Researchers have discovered a potential treatment target to prevent chronic kidney disease patients from developing blood clots without causing bleeding complications – an unwanted and perplexing side effect. They say the strategy offers a much-needed therapeutic alternative to standard-of-care heparin, which throws off the finely-tuned balance between pro-clotting and anticoagulant factors in blood vessels that work to keep fluid flowing while protecting against excessive bleeding after injuries.

Seeking to better understand what causes clotting, researchers from BUSM developed an experimental model for late-stage kidney disease. The researchers narrowed in on a regulatory protein named STUB1 that interacts with a blood vessel wall component called tissue factor (TF), which triggers the clotting cascade. STUB1 belongs to a class of molecules called ubiquitin ligases that tag proteins (like TF) to be broken down for recycling. Interestingly, boosting STUB1 decreased the abundance of TF and prevented blood vessel blockages in these models without causing excessive bleeding.

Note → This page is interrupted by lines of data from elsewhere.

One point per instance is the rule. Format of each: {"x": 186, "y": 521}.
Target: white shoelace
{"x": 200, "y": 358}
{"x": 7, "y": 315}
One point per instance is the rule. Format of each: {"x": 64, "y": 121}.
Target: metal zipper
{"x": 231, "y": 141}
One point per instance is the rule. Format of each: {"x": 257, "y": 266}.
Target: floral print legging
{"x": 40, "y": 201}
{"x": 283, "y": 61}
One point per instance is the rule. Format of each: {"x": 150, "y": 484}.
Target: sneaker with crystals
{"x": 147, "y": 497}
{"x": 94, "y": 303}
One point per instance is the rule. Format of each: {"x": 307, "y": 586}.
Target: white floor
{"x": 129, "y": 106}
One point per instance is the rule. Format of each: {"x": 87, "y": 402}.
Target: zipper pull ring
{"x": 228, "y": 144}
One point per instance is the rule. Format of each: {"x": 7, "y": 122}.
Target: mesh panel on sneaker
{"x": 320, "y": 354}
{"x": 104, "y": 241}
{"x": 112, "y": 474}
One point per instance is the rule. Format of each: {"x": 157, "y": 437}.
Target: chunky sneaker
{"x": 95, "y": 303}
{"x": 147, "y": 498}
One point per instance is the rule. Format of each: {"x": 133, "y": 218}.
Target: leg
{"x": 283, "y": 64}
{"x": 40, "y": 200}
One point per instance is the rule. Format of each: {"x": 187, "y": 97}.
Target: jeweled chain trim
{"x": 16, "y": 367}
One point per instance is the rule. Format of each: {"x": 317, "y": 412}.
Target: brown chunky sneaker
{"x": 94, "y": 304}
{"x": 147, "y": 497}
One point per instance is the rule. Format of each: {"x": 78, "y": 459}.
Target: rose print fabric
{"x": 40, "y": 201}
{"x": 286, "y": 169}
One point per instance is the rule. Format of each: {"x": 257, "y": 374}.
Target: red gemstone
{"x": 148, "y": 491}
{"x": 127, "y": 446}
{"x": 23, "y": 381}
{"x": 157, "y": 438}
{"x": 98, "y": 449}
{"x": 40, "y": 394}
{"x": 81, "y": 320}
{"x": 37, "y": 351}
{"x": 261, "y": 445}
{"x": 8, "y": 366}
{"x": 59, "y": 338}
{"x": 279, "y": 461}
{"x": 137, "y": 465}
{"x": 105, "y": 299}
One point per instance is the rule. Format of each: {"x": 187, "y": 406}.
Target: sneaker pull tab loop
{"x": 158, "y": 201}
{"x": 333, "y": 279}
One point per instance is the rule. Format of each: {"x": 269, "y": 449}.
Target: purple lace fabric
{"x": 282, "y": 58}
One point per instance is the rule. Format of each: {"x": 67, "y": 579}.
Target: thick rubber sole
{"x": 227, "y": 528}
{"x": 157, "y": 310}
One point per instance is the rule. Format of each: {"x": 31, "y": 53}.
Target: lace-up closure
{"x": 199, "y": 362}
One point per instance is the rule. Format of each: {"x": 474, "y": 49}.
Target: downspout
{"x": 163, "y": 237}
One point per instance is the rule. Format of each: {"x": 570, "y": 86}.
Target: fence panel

In samples from human patients, the researchers noted an inverse correlation between the amounts of TF and STUB1. They say that enhancing either the production of STUB1 or its interaction with TF could both be viable options for addressing excessive clotting in kidney disease. They further add that several dynamic cellular events influence the blood clotting processes, and their precise quantification is required to determine a patient’s overall risk of developing blood clots, and allow individualization of therapy.

“Our work establishes a new means of minimizing the uremic hyperthrombotic phenotype without altering the hemostatic balance, a long-sought-after combination in patients with chronic kidney disease,“ explained corresponding author Vipul Chitalia, MD, PhD, associate professor of medicine at BUSM. “Diverse expertise and a collaborative spirit of trainees and investigators, including Drs. Shashar, Belghasem, Kolachalama and Matsuura allowed this discovery to matriculate, yet, it is important to remember that cellular and murine-based studies require further confirmation in humans, ” said co-senior investigator Katya Ravid, DSc, professor of medicine and biochemistry at BUSM.

This innovative work was published in Science Translational Medicine, featured on the journal’s cover, and primarily supported by NIH grants to Vipul Chitalia and Katya Ravid and by the Evans Center for Interdisciplinary Biomedical Research ARC on Thrombosis.